Iterator for producing tuples of form (source, list of tables)

Yields

tuple[str, list[Table]]
Each yielded value represents the comprehensive list of tables extracted for source.
def merge_with_output(self, flat_data: dict[str, dict[str, Any]] | None = None, nested_data: dict[str, dict[str, Any]] | None = None) ‑> dict[str, bool]

merge data from schedule/demo csv (flat_data) with data from database (nested_data) and data extracted from PDFs (self.output).
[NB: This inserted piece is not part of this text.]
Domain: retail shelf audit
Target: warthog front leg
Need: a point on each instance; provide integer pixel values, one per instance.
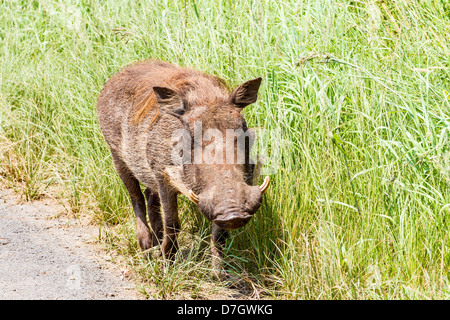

merges utilize the case_matcher class defined in matchops.standard_matchers.

Args

flat_data : dict[str, dict[str, Any]]
data from schedule
nested_data : dict[str, dict[str, Any]]
data from database

Returns

dict[str, bool]
dict of case_designator: send_result pairs
def move_tables(self, section_name: str, dest_sect_name: str, src_tab_name: str, dest_tab_name: str, **kwargs) ‑> str

Usage

Internal Additional Info: transform function applied at the section level via TableTransformer.apply_transforms() function. Calls are driven via entries in transform_specs['Section Name']['section_transforms']

Function

Move a Table class from one Section to another (renaming the class if desired), or rename a Table class in place

def section_table_split(self, sect_and_tab: str)

Keys are expected to have form "Section Name.Table Name[.#]" where [.#] is an optional instance id to avoid duplicate keys. Log error if number of remaining fields != 2 after removing numerics.

def strip_prefix(self, section_name, table_names, sep='.')

Usage

Internal Additional Info: transform function applied at the section level via TableTransformer.apply_transforms() function. Calls are driven via entries in transform_specs['Section Name']['section_transforms']

Function

Removes prefixes from all keys in a Table class, e.g. "Pre Evaluation.BP" –> "BP"

def summarize_section(self, section_name: str, summary_spec: sp.SummarySpec = None, sep='|', debug=False)

Usage

Internal Additional Info: transform function applied at the section level via TableTransformer.apply_transforms() function. Calls are driven via entries in transform_specs['Section Name']['section_transforms']

Function

Applied after all section and table transforms have been executed to generate self.summary_dict, which contains summary information by patient and is used to generate primary output.

def summary_func_to_output(self)

Create output by calling "summary_func" defined in summary_specs

def trans_specs_for_sect(self, section_name: str) ‑> dict[str, dict[str, dict[str, typing.Any]]]

gets section specific transform specs to be applied to tables within a section. Passed to the Section constructor.